Лея — его «Лара», его муза, его вдохновение и безумие.
Юэн тогда спросил, занимался ли он когда-нибудь любовью с женщиной; но не о том, доводилось ли ему любить женщину. А это были кардинально разные вещи. Он полюбил юную невесту Гидеона в день их свадьбы, прямо на свадебном торжестве, когда с тоской смотрел на танцующих — на своего кузена Гидеона и его супругу, неотразимую Лею Пим, «Лею-с-того-берега», дочь Деллы Пим — одной из «обедневших» Бельфлёров. (По слухам — бедную из гордости. Потому что, пожелай того Делла, она могла бы и сейчас жить в замке.) Он полюбил ее в тот самый день и потом на протяжении долгих лет был счастлив, обожая ее вблизи и, подобно старомодным воздыхателям, читая ей вслух (хотя — увы! — не всегда добиваясь ее внимания) любовную поэзию, собственную и чужую — «О месяц, как печален твой восход», и «Зеленые рукава», и нежные, неловкие сонеты «К Ларе» с тяжеловесными рифмами; он был рад выполнять ее поручения, сидеть с детьми, сочувственно слушать ее жалобы на тираншу Корнелию. Но в последние месяцы Лея не всегда вдохновляла его. Откровенная, но восхитительная телесность ее беременности немного угнетала его — и тогда он осознал, что Лея его фантазий была, пожалуй, красивее Леи во плоти; и эта реальная Лея был куда менее сдержанна.

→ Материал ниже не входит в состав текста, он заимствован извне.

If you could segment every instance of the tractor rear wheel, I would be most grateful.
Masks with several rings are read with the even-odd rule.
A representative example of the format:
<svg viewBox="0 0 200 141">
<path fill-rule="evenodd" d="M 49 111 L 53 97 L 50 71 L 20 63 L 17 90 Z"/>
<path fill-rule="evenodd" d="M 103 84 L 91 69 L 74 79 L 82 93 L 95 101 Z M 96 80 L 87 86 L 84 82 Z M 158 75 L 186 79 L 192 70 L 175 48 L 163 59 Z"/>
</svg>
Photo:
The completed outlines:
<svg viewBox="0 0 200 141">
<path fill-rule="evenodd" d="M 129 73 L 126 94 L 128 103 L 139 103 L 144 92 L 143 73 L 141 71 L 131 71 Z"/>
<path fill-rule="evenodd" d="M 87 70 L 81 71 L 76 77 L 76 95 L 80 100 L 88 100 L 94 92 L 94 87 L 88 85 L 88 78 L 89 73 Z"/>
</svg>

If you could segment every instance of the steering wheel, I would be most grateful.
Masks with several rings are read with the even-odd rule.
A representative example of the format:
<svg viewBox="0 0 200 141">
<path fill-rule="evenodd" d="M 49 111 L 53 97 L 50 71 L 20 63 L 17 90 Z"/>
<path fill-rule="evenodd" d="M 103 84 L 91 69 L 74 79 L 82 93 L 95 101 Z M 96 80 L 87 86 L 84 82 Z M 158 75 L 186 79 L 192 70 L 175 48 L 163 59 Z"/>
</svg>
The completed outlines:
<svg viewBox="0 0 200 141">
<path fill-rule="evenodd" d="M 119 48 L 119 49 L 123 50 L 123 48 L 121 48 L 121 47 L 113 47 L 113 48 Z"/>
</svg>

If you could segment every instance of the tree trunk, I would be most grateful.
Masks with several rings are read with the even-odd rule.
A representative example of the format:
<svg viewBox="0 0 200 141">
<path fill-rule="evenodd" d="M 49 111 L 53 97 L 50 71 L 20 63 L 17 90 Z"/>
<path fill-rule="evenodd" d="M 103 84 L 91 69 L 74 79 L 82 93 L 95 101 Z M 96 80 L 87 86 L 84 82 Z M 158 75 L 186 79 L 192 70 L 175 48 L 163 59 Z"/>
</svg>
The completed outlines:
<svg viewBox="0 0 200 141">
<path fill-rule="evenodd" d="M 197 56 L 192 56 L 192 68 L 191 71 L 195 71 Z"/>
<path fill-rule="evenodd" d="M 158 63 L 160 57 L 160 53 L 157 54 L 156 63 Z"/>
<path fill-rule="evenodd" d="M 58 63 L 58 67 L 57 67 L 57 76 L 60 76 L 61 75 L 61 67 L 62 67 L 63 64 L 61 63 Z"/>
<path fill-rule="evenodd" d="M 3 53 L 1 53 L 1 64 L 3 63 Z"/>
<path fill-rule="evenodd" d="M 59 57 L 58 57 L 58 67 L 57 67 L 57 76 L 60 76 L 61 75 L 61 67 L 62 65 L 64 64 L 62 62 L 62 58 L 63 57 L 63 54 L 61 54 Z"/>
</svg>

Его смущал лихорадочный блеск ее глаз, ее пальцы в типографской краске (по утрам за завтраком она прочитывала несколько газет), ее колкие замечания, привычка обращаться к Хайраму, даже в присутствии Вёрнона, с замечаниями, изобилующими столь мудреными выражениями, финансовыми терминами и всякого рода сокращениями, что они напоминали шифр — который бедный Вёрнон не мог даже надеяться разгадать, и это сильно ранило его. А еще она часто выходила из себя. Ее голос быстро срывался на крик, даже на визг. Она отсылала обратно поднос с чаем, если видела трещинку на одной из чашек, или потому что чай подостыл, или заметив подозрительную впадинку на глазури пирожного — «Сдается мне, что его трогали пальцем!». (Она просто фурия, шептались слуги, нередко сквозь слезы. И такая гордячка! Они негодовали, жалуясь в голос и не заботясь о том, что Вёрнон может услышать.)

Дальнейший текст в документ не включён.